Diğer yandan da her milletin kendi dilini, hatta şivelerini konuşmasını, İslam’a ters düşmeyen kültür ve örflerini devam ettirmesini en doğal bir hak olarak kabul etmiştir. Ancak, ümmet olarak ibadet konularında dil, Arapçadır. Bütün ümmet ezanı, namazdaki süre ve duaları Arapça okurlar. Kur’an’ın ve hadislerin Arapça oluşları ve Kur’an’ın Arap dilinde i’câzı, bu dilin ümmet içinde tabii bir yükseliş göstermesini, saygı bulmasını sağlar.
İslam ümmetinin coğrafyasında gündeme gelen “Dar’ul-İslâm”, sadece Müslümanların yaşadığı yer şeklinde anlaşılmamalıdır. Bu deyimin kapsamı, Kur’an ve Sünnet’in tatbik edildiği yer şeklindedir. Bir Dar’ul-İslâm’da, Müslümanların dışında zimmiler ve müste’menler de bulunabilir. Bunun da resmî vasfı vardır.
Müste’men, geçici bir süre için kalmasına izin verilen gayr-ı müslimler için kullanılan bir tabirdir. Geniş anlamıyla yabancı diplomatlar da bu statüde sayılabilirler. Zimmiler ise sürekli İslam topraklarında yaşayan gayr-ı müslimler olup normal vatandaş sayılmışlardır. Devletin askeri ve yüksek düzeyde sivil kademelerinde görev alamazlar. Bunun dışında Müslümanlarla aynı hakları paylaşırlar. Askerî hizmetlere iştirak etmemelerine karşılık, kişi başına belli bir vergi (cizye) öderler.
Ümmetin siyasî yapısında başta halife (imam veya emîr’ul-mü’minîn) vardır. Halife, Peygamberimiz sallallahu aleyhi vesellemin Medine’de kurduğu ilk İslam cemaatinin fiilen yaşatılıp temsil edilmesi için vardır. Halife de Müslümanlardan biridir. Dokunulmazlığı, yargılanmazlığı gibi olağanüstü bir vasfı söz konusu değildir. Yürütmede Kur’an ve Sünnet ile belirlenmiş veya icma ile sabit konularda tek seçeneği naslara bağlı kalmaktır. Onların dışında kalan genelde, içtihada müsait problemlerde ve tatbikatlarda şura ile çerçevelenmiş bir yetkisi bulunur.
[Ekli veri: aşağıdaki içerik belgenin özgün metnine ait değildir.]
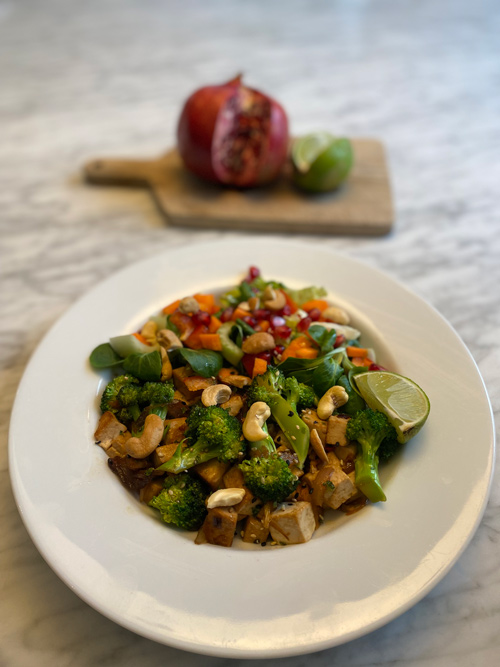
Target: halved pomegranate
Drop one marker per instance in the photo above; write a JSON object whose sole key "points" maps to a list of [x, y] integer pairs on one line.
{"points": [[233, 135]]}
Şura, halifeyi ve uygulamalarını murakabe (kontrol ve denetleme) edebilen kurula verilen isimdir. Ancak, makam olarak halifenin üstünde başka bir siyasî makam yoktur. Meselâ ordunun yönetime müdahalesi tasavvur edilemez. Şu kadar ki ordunun ileri gelen kurmayları, şura meclisinin üyeleri olarak konuşabilir ve devreye girebilirler. Şurada görev alabilecek kitleye genel olarak “ehl-i hal ve’l-akd” adı verilmiştir.
Yönetenleri ve yönetilenleriyle ümmet içinde bir sınıflaşma, ne teorik ne de pratik alanda vardır. Yönetimin en üst tabakasındakiler halkın içine en az haftada bir defa inerek onlara Cuma namazı kıldırmak durumundadırlar. İslam’ın hükümlerini uygulamakta insanlar arasında hiçbir ayrım olamaz. Ümmetin her ferdi, Allah’ın bir kuludur. Her kul, kulluğunu yapmak durumundadır. Yönetenler kadrosu ise kulluğuna biraz daha fazla sorumluluk eklenmiş kimselerdir. Fiemanillah!